Nested Inner Classes (static member classes)
Nested inner classes are classes within classes. A nested inner class has the same behavior as any static member of a class. You can access it without initializing the parent class, and they can access the parent class’ static methods and variables, even if the variable is private. These types of inner classes are always defined with the keyword ‘static’. An access tag (public, protected, private) can be defined, but by default a nested class takes the default package access. This produces an interesting question: if the effect of marking it as static means there is only one instance of any variables, no matter how many instances of the outer class are created, how could the static inner class know which variables to access of its non-static outer class? The answer is obvious and it is that it could not know, which is why a static inner class cannot access instance variables of its enclosing class. Sun considers nested classes to be top-level classes. Since the static member class is compiled into an ordinary top-level class, however, there is no way it can directly access the private members of its container. As mentioned above in the history section, the compiler will generate extra code. This makes since, because if a static member class uses a private member of its containing class (or vice versa), the compiler automatically generates non-private access methods and converts the expressions that access the private members into expressions that access these specially generated methods. These generated methods are given the default package access, which is sufficient, as the member class and its containing class are guaranteed to be in the same package. Compiled nested inner classes are named as ‘OuterClassName$InnerClassName.class’. Where OuterClassName is the container class (or package) and InnerClassName is the name of the static nested inner class defined inside of the containing class. The $ in this name is automatically inserted by the compiler. So if you were to create a class OuterClass.java and within that class a class called InnerClass the compiler will generate two class files. This is why inner classes can be run from any jvm (as mentioned above). Since, by definition, a nested inner class is static it can be accessed from anywhere in your code by using OuterClass.InnerClass. The same applies to writing import statements.

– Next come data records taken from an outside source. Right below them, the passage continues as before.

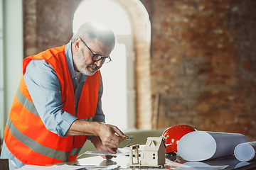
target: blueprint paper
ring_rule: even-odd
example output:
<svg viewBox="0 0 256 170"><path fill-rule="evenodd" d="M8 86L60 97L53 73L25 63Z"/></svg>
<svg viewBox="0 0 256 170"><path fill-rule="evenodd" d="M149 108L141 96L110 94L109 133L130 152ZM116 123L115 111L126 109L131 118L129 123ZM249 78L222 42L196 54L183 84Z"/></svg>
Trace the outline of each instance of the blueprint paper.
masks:
<svg viewBox="0 0 256 170"><path fill-rule="evenodd" d="M242 134L195 131L183 136L178 153L187 161L204 161L234 154L235 147L247 142Z"/></svg>
<svg viewBox="0 0 256 170"><path fill-rule="evenodd" d="M256 159L256 141L238 144L234 151L235 157L240 162Z"/></svg>
<svg viewBox="0 0 256 170"><path fill-rule="evenodd" d="M106 151L87 151L84 154L110 156L129 155L129 150L126 149L117 149L116 154L113 154Z"/></svg>

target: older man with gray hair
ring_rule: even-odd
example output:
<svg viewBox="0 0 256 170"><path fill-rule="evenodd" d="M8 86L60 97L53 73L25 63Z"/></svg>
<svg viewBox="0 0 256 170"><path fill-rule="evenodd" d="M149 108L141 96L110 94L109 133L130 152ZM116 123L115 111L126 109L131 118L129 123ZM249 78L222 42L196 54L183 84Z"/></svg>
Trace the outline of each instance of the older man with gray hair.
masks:
<svg viewBox="0 0 256 170"><path fill-rule="evenodd" d="M87 139L97 150L116 152L126 136L105 123L99 71L111 61L114 42L110 29L87 22L66 45L24 59L1 159L16 168L72 161Z"/></svg>

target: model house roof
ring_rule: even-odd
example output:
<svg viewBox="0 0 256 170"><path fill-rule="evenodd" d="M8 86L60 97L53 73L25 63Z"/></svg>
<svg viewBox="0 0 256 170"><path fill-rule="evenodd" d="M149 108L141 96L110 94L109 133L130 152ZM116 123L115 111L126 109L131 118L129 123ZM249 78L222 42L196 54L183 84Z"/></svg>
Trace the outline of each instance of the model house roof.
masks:
<svg viewBox="0 0 256 170"><path fill-rule="evenodd" d="M162 137L149 137L147 138L146 145L144 148L144 151L159 151L160 147L166 147Z"/></svg>

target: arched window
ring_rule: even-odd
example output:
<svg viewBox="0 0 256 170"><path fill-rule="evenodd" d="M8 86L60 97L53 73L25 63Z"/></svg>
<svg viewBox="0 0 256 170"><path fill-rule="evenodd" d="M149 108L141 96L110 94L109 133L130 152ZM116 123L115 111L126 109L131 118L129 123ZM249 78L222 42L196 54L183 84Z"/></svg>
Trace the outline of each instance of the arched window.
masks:
<svg viewBox="0 0 256 170"><path fill-rule="evenodd" d="M101 68L104 84L102 109L106 123L122 130L134 128L134 52L129 15L122 6L112 1L84 0L75 13L73 32L88 21L110 27L117 37L114 50L110 55L112 61Z"/></svg>

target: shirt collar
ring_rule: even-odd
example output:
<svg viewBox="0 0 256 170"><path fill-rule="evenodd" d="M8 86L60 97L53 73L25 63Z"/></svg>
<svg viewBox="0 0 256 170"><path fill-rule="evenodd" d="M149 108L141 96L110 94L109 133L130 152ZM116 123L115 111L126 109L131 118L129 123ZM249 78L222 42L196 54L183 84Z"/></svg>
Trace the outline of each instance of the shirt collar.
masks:
<svg viewBox="0 0 256 170"><path fill-rule="evenodd" d="M74 64L73 61L73 55L72 55L72 42L70 42L67 44L67 45L65 47L65 54L66 57L68 67L70 71L71 79L74 79L76 77L75 74L75 68L74 68ZM87 79L87 76L82 74L80 80L80 81L85 81Z"/></svg>

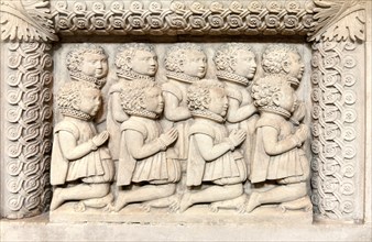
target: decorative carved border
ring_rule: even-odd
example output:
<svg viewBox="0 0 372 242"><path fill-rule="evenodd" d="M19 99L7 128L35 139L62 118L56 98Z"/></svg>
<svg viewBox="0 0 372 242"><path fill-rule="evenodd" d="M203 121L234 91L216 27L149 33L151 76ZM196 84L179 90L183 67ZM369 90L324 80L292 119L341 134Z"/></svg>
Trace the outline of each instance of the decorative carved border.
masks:
<svg viewBox="0 0 372 242"><path fill-rule="evenodd" d="M164 7L168 6L168 7ZM306 35L311 1L53 2L56 31L72 34Z"/></svg>
<svg viewBox="0 0 372 242"><path fill-rule="evenodd" d="M1 172L6 173L7 183L13 184L1 191L8 198L8 208L11 208L6 209L4 216L34 215L31 211L35 207L44 208L47 204L42 195L47 197L46 194L50 194L45 176L51 125L44 116L45 110L50 110L50 100L45 98L50 94L45 91L48 82L41 81L50 68L43 61L50 52L46 43L57 41L57 35L189 34L308 35L307 40L313 42L314 47L311 184L315 212L338 220L362 219L355 213L355 208L362 202L357 191L358 182L363 176L358 173L363 156L355 151L363 145L357 129L364 125L364 120L357 110L360 100L355 94L361 86L354 84L361 82L362 77L354 67L358 65L355 50L364 50L363 1L245 0L204 3L64 0L51 1L50 10L47 0L2 0L1 14L1 38L20 42L18 45L6 44L8 55L18 57L7 66L14 78L7 78L4 107L8 118L2 136L14 152L4 154L8 169ZM23 42L45 43L28 45ZM33 74L37 76L36 80ZM35 173L19 175L28 174L25 167L36 164ZM30 180L42 184L39 186L42 188L25 189ZM21 189L15 189L18 187ZM12 196L23 200L34 196L39 200L32 206L28 202L13 204Z"/></svg>

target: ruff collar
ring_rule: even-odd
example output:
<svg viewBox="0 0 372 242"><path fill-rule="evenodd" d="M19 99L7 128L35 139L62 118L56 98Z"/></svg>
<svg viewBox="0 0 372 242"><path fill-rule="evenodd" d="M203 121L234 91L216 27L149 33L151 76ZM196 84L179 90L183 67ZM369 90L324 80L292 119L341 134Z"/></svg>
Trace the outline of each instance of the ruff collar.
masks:
<svg viewBox="0 0 372 242"><path fill-rule="evenodd" d="M98 79L96 77L89 77L83 73L69 73L69 76L72 77L73 80L86 81L89 84L89 86L92 86L94 88L97 89L101 89L106 84L106 77Z"/></svg>
<svg viewBox="0 0 372 242"><path fill-rule="evenodd" d="M287 80L289 81L289 84L292 86L294 86L295 88L297 88L299 86L299 80L296 77L287 77Z"/></svg>
<svg viewBox="0 0 372 242"><path fill-rule="evenodd" d="M216 75L217 75L218 78L229 80L229 81L232 81L232 82L237 82L237 84L241 84L241 85L244 85L244 86L248 86L248 84L249 84L249 79L247 77L242 77L242 76L239 76L239 75L233 74L233 73L229 73L229 72L225 72L225 70L218 70Z"/></svg>
<svg viewBox="0 0 372 242"><path fill-rule="evenodd" d="M92 119L91 116L89 116L85 112L81 112L80 110L61 108L59 111L63 116L76 118L76 119L84 120L84 121L89 121L89 120Z"/></svg>
<svg viewBox="0 0 372 242"><path fill-rule="evenodd" d="M203 111L201 110L194 110L194 111L192 111L192 114L194 117L209 119L209 120L216 121L218 123L225 122L223 117L216 114L216 113L208 111L208 110L203 110Z"/></svg>
<svg viewBox="0 0 372 242"><path fill-rule="evenodd" d="M186 84L193 84L193 82L200 80L199 77L193 77L184 73L175 73L175 72L167 72L166 77L173 78L173 79L186 82Z"/></svg>
<svg viewBox="0 0 372 242"><path fill-rule="evenodd" d="M291 118L291 112L288 112L287 110L281 108L281 107L265 106L265 107L260 107L259 110L264 111L264 112L276 113L276 114L280 114L280 116L282 116L286 119Z"/></svg>
<svg viewBox="0 0 372 242"><path fill-rule="evenodd" d="M125 79L129 79L129 80L136 80L136 79L151 80L151 81L155 80L155 77L138 74L138 73L134 73L131 69L130 70L119 70L117 73L117 75L118 75L118 77L125 78Z"/></svg>
<svg viewBox="0 0 372 242"><path fill-rule="evenodd" d="M147 110L125 110L125 113L129 116L136 116L136 117L143 117L143 118L149 118L149 119L156 119L157 113L151 112Z"/></svg>

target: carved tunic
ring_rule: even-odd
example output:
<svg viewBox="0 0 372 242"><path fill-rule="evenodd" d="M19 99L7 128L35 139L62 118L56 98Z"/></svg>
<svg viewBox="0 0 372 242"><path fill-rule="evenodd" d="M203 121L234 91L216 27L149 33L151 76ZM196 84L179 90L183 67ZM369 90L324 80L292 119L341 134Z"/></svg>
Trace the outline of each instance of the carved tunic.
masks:
<svg viewBox="0 0 372 242"><path fill-rule="evenodd" d="M288 177L297 177L296 182L306 180L308 167L304 152L298 147L294 147L278 155L269 155L263 145L263 127L274 128L278 132L278 141L292 135L292 123L284 119L260 119L258 121L251 182L261 183L266 179L280 180Z"/></svg>
<svg viewBox="0 0 372 242"><path fill-rule="evenodd" d="M114 119L114 112L124 112L124 110L112 110L112 96L120 95L122 87L129 80L121 79L119 82L111 86L109 90L109 103L108 103L108 114L107 114L107 130L110 133L109 140L109 148L113 160L119 160L119 151L120 151L120 125L121 122Z"/></svg>
<svg viewBox="0 0 372 242"><path fill-rule="evenodd" d="M152 184L167 184L179 180L179 162L167 158L164 151L160 151L143 160L135 160L128 151L124 132L134 130L142 134L144 144L153 142L162 133L156 120L132 116L121 125L121 146L118 168L118 185L129 185L131 182L149 182Z"/></svg>
<svg viewBox="0 0 372 242"><path fill-rule="evenodd" d="M162 86L163 92L168 92L178 99L179 106L187 109L187 85L177 80L171 80ZM178 139L168 148L168 157L186 160L188 155L188 130L192 119L176 121L173 127L178 131Z"/></svg>
<svg viewBox="0 0 372 242"><path fill-rule="evenodd" d="M51 167L51 184L63 185L66 182L81 179L84 183L111 182L114 175L113 162L107 147L100 146L81 158L68 161L63 156L59 132L74 135L76 145L90 141L96 134L91 122L78 119L64 120L54 129L54 143Z"/></svg>
<svg viewBox="0 0 372 242"><path fill-rule="evenodd" d="M249 92L247 87L242 87L241 89L228 87L227 94L229 98L236 99L239 101L240 106L248 106L253 103L253 99ZM247 132L247 139L241 144L241 148L243 150L244 160L247 162L248 168L250 167L250 163L252 160L252 151L253 151L253 142L255 140L255 123L259 119L258 114L253 114L245 120L242 120L238 123L227 122L228 129L231 131L233 129L242 129Z"/></svg>
<svg viewBox="0 0 372 242"><path fill-rule="evenodd" d="M223 124L214 122L212 125L197 122L190 128L190 148L187 165L187 185L198 186L201 182L212 182L218 185L242 183L247 179L247 165L242 155L228 151L215 161L203 158L194 134L200 133L210 136L214 145L225 142L228 130Z"/></svg>

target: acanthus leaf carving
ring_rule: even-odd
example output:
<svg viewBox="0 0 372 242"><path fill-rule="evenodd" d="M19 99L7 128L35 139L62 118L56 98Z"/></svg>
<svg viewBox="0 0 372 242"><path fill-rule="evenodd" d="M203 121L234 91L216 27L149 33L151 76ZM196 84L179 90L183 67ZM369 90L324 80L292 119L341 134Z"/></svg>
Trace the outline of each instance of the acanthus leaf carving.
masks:
<svg viewBox="0 0 372 242"><path fill-rule="evenodd" d="M365 40L365 7L363 2L314 0L315 22L308 41Z"/></svg>
<svg viewBox="0 0 372 242"><path fill-rule="evenodd" d="M48 1L0 1L1 40L57 41Z"/></svg>

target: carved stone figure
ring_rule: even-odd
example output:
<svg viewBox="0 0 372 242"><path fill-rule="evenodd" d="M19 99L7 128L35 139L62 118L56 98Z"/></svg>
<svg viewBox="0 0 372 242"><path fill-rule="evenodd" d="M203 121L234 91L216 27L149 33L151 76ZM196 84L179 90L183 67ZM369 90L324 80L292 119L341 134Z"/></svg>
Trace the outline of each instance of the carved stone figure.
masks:
<svg viewBox="0 0 372 242"><path fill-rule="evenodd" d="M75 47L66 58L70 78L101 89L108 74L107 58L105 50L100 46L83 44Z"/></svg>
<svg viewBox="0 0 372 242"><path fill-rule="evenodd" d="M298 51L286 44L269 45L262 54L262 67L267 75L287 75L291 86L295 89L298 88L305 70L305 65ZM305 103L298 100L296 109L289 119L294 128L304 120L305 112Z"/></svg>
<svg viewBox="0 0 372 242"><path fill-rule="evenodd" d="M155 80L157 56L152 45L133 43L119 47L114 64L118 82L109 90L107 127L110 132L109 148L112 158L119 158L120 125L128 120L128 114L121 107L120 92L129 81L136 79Z"/></svg>
<svg viewBox="0 0 372 242"><path fill-rule="evenodd" d="M164 127L175 128L178 140L167 151L168 157L180 161L182 178L177 185L177 195L172 199L172 210L177 210L179 205L174 205L186 189L186 164L188 155L188 129L192 113L187 108L187 88L190 84L199 81L207 73L207 56L199 45L192 43L175 44L164 59L168 81L162 86L164 106ZM169 201L163 201L166 206Z"/></svg>
<svg viewBox="0 0 372 242"><path fill-rule="evenodd" d="M296 95L288 77L269 75L252 87L254 105L260 111L252 161L251 183L274 182L274 187L253 191L245 207L248 212L265 204L280 204L286 209L310 209L307 195L309 162L300 150L308 139L302 124L293 132L288 121L296 106Z"/></svg>
<svg viewBox="0 0 372 242"><path fill-rule="evenodd" d="M178 160L168 158L166 148L177 139L177 130L163 132L157 118L164 101L154 81L129 81L121 91L121 105L130 118L121 124L121 142L114 210L131 202L150 201L175 193L179 180ZM127 186L133 185L127 189Z"/></svg>
<svg viewBox="0 0 372 242"><path fill-rule="evenodd" d="M243 129L247 132L242 150L249 165L258 120L256 108L250 94L250 80L256 70L255 55L247 44L231 43L220 46L214 61L217 77L226 84L229 98L227 127L229 130Z"/></svg>
<svg viewBox="0 0 372 242"><path fill-rule="evenodd" d="M69 200L75 210L101 208L111 202L110 182L114 167L106 146L109 133L97 134L92 118L101 105L100 90L86 81L66 82L57 96L63 120L54 128L51 210Z"/></svg>
<svg viewBox="0 0 372 242"><path fill-rule="evenodd" d="M225 127L228 98L223 85L203 79L193 84L187 94L188 108L195 119L189 129L187 186L179 210L200 202L232 200L243 194L247 165L236 151L245 139L243 130L230 134ZM200 188L205 183L214 185Z"/></svg>
<svg viewBox="0 0 372 242"><path fill-rule="evenodd" d="M288 81L295 88L303 78L305 65L298 51L286 44L269 45L262 54L262 68L266 74L288 75Z"/></svg>
<svg viewBox="0 0 372 242"><path fill-rule="evenodd" d="M178 140L169 152L172 157L187 158L187 130L192 113L187 108L187 88L204 78L207 72L207 56L200 46L190 43L172 46L165 56L168 81L162 86L165 100L164 118L178 130Z"/></svg>

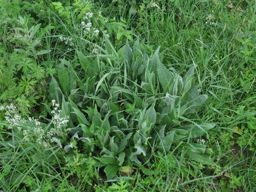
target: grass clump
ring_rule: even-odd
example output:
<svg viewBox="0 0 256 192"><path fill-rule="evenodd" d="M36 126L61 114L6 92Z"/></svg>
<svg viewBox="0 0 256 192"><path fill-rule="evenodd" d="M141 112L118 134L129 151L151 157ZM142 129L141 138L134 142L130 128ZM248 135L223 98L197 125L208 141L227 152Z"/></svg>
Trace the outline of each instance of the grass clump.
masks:
<svg viewBox="0 0 256 192"><path fill-rule="evenodd" d="M0 191L256 190L253 1L0 5Z"/></svg>

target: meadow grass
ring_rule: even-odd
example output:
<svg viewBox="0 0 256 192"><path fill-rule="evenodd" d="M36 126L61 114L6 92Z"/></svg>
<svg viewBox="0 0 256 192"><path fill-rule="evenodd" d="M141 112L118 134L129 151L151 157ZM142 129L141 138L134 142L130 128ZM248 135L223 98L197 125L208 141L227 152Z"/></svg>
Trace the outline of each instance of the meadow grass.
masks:
<svg viewBox="0 0 256 192"><path fill-rule="evenodd" d="M67 7L73 6L69 1L62 2ZM37 143L26 141L13 131L7 130L6 122L4 122L3 118L0 127L0 190L124 192L256 191L256 133L253 129L255 123L253 118L255 115L255 92L253 86L255 86L256 67L255 61L254 63L250 61L251 58L256 59L253 55L255 44L252 48L250 45L239 41L239 38L243 39L240 37L242 36L245 37L244 39L248 39L251 43L255 43L255 28L253 25L256 11L255 2L242 0L156 1L159 9L152 7L150 3L151 1L126 2L122 0L116 2L96 1L92 3L92 10L101 11L102 14L108 20L115 17L113 23L115 25L116 21L123 22L125 27L124 29L118 28L117 31L113 29L113 33L110 34L113 44L100 41L97 44L102 47L104 55L96 57L93 61L98 66L98 68L94 69L98 72L94 77L92 77L92 80L89 83L85 82L85 77L90 75L88 75L90 71L83 70L83 67L80 67L82 59L76 56L76 51L79 51L86 56L95 57L90 52L92 47L89 45L95 44L95 41L87 39L78 33L80 26L77 20L79 19L76 18L77 17L76 14L70 14L69 22L67 22L59 12L50 12L51 19L49 21L54 22L55 27L49 30L49 34L43 39L46 42L45 46L52 51L41 60L37 59L40 62L51 63L44 67L47 69L46 70L50 76L55 77L59 75L58 71L60 70L58 67L61 62L59 59L64 58L70 61L75 71L74 78L77 84L91 83L94 85L95 91L92 94L87 94L83 92L85 92L86 88L79 87L83 92L80 90L79 92L74 92L72 98L73 100L80 101L83 98L83 101L85 101L81 105L90 106L94 106L92 102L93 105L99 105L102 101L109 105L125 103L129 100L129 97L128 99L124 99L125 93L122 91L127 92L126 90L144 98L143 101L147 103L147 103L156 103L159 99L158 97L164 97L159 80L157 81L158 84L152 79L149 82L152 85L153 92L150 92L151 87L149 88L149 92L142 93L139 91L140 86L139 83L141 79L147 79L151 71L145 73L145 76L148 76L145 79L144 77L139 76L135 78L136 71L128 70L125 62L122 62L121 57L116 57L116 60L113 59L117 54L122 54L118 51L126 42L125 37L119 40L116 39L117 31L132 31L133 40L130 41L131 46L138 38L141 44L146 45L145 49L149 55L153 55L160 46L160 52L163 54L159 57L163 58L162 62L166 68L174 68L182 77L190 67L197 65L194 81L198 85L198 88L201 89L201 92L207 94L209 97L205 103L197 107L195 113L189 117L193 122L202 121L216 124L214 129L199 137L206 141L205 154L213 159L214 163L205 164L190 158L187 151L182 149L182 142L173 146L169 151L159 153L156 150L158 141L156 139L156 142L149 144L147 148L150 155L147 156L142 164L147 169L138 169L129 174L118 172L116 177L109 179L106 177L106 172L102 167L94 165L95 159L93 159L93 155L86 153L89 150L79 150L82 147L84 147L84 143L81 145L84 145L82 147L77 144L78 141L77 143L73 142L76 147L72 155L80 157L81 162L86 163L85 164L83 163L83 165L79 166L78 160L76 162L73 159L72 155L67 155L58 146L44 149ZM50 7L53 9L52 6ZM101 26L100 21L95 23L95 26ZM109 27L114 28L114 24L109 25L111 26ZM129 32L127 33L128 34ZM73 38L75 45L71 50L67 50L65 46L59 45L60 42L58 42L59 40L56 39L59 39L61 35ZM8 46L4 43L4 42L2 44L4 47ZM251 54L244 53L248 49L252 51ZM83 57L83 59L84 58ZM69 66L67 62L65 63L65 66ZM122 71L121 77L118 77L122 79L122 84L115 84L115 87L116 89L119 86L121 89L122 86L123 89L115 90L114 87L113 90L111 79L108 78L110 75L106 75L110 73L110 67ZM70 69L68 68L68 71L71 74L73 72ZM128 73L126 74L125 71ZM51 79L48 78L46 80L51 84ZM61 83L60 81L60 83ZM155 83L158 85L155 86ZM63 90L63 87L60 89ZM122 92L122 98L114 101L112 99L117 92ZM104 98L103 95L99 96L104 93L109 94L110 99ZM49 93L44 94L47 98ZM150 98L153 96L156 98ZM63 97L67 102L67 98L69 99L67 94ZM49 101L45 98L39 100L38 102L50 106ZM137 117L132 113L129 113L129 110L135 113L133 111L134 107L132 105L135 103L130 104L123 108L121 107L123 104L118 104L120 111L115 112L115 115L128 111L127 116L124 117L129 124L136 125L134 122L138 120ZM39 103L37 105L39 106ZM45 105L37 107L40 109L36 111L35 116L39 117L46 114L46 118L50 118ZM100 113L102 116L106 115L104 112ZM74 113L70 116L73 115L75 115ZM252 124L252 129L249 128L249 123ZM159 138L159 135L154 136ZM159 140L162 141L161 139ZM195 140L188 138L183 142L190 143L196 142ZM97 146L95 148L99 154L100 147ZM95 153L95 151L93 153Z"/></svg>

Inner Classes (member classes)
These ‘member classes’ are implemented much like a static member class. They get compiled into separate top-level class files and the compiler performs various code ‘tweeks’ to get it to work. Inner classes differ from a nested class because they do not have a static tag to them. Therefore, every instance of an inner class requires an instance of the container class and the container class can have multiple instances of the contained class/inner class. The compiler enforces this association by defining a synthetic field named this$0 in each member class. This field is used to hold a reference to the enclosing instance. Every inner class (non-static) constructor is given an extra parameter that initializes this field.
A non-static inner class can be declared public, protected, or private or given the default package visibility, but as mentioned previously, member classes are compiled to top-level class files but top-level classes can only have public or package access, which means member classes can only have public or package visibility (to the Java interpreter). So if a member class is declared as protected it is actually treated as a public class and if it is declared as private it actually has package visibility. According too anonymous, “Although the interpreter cannot enforce these access control modifiers, the modifiers are noted in the class file. This allows any conforming Java compiler to enforce the access modifiers and prevent the member classes from being accessed in unintended ways.” Just a thought but can you deduce how this relates in a security centric way?


Local Inner Classes
These types of inner classes are defined inside a bloc of code, such as a method and are not available outside of the method in which it is defined, even inside class outer. However, like member classes, a local class is able to refer to fields and methods in its containing class for exactly the same reason and mechanism available to a member class; it is passed a hidden reference to the containing class in its constructor and saves that reference away in a private field added by the compiler. Also, the private fields and methods of the container class are also available to local inner classes because the compiler will insert any required accessor methods. What separates a local class from a member class is the ability to refer to local variables in the scope that defines them. There is, hence, one restriction to this: local classes can only reference local variables and parameters that are declared final. According to the Java spec, this is because the compiler automatically gives the local class a private instance field to hold a copy of each local variable the class uses and as previously mentioned the compiler will add special hidden parameters to each local class constructor to initialize the compiler created private fields. Therefore a local class isn’t actually accessing local variables but merely copies, albeit private copies, of them. And to make this work a guarantee must be in place that says these values won’t change and that is by using the keyword final. Almost magic!


Anonymous Inner Classes
An anonymous inner class usually does not have a name. They are often used in gui development to implement listeners. An anonymous class must either extend a class or implement an interface but it can’t do both like a member class. An access modifier is never specified and cannot be specified. Since the class doesn’t have a name it doesn’t get a constructor.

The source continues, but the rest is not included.